Standing now at his grave, Kathleen thought about Scott’s game to control her. While she looked like his wife, with the expensive dresses, jewelry, and world-wide jaunts, in reality she was a financial pauper except for her own savings from the sale of her former home in California.
Kathleen owned nothing that was Scott’s. The prenuptial agreement she signed before their wedding gave sole ownership of his home, hardware business, shopping centers, and other real estate properties to him. Nothing was ever bought or owned jointly during their marriage.
She sighed, remembering the pressure Scott and his lawyer put on her that day. She was tired and wanted to be done with this legal business. Tomorrow they were boarding a plane that would take them to San Juan, Puerto Rico, where they would be married the next day.
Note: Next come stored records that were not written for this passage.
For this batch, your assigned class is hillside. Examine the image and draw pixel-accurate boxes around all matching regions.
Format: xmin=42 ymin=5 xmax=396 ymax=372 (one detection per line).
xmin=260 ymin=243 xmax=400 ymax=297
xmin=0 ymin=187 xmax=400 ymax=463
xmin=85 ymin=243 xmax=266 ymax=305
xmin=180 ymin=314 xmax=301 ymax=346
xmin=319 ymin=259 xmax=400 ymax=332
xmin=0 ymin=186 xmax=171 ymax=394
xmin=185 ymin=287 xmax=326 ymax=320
She still had to pack and shop for a few more clothes.
Kathleen heard Puerto Rico was a beautiful place, with its sunny beaches, tropical rain forest, and large Spanish fortress. She thought it would be romantic to be married in the big cathedral that sits in the heart of old San Juan, but the arrangements had been time consuming and difficult to make in such a short time. Everything seemed so rushed. Now, this prenuptial agreement came out of the blue. Scott never discussed it with her before that morning.
Her hand shook a little as she signed the document. Kathleen knew she was blinded by a love for Scott that flooded over her late in life. The intensity of her feelings surprised her;
she felt as if her heart would stop if she had to spend one moment without him. On that day, she did not dare see his financial manipulation of her.
“Goddamn him anyway. He never did anything he promised, the lying son-of-a-bitch. But he sure as hell knew how to make it sound like he would!”
She bent down and rubbed her hand in the red dirt along side the grave marker as if she could reach down and touch him beneath the soil. She wanted to give up her feeling of hatred for him, but she realized as she touched the earth that she did not know how to let loose of it. It had become so much a part of her now.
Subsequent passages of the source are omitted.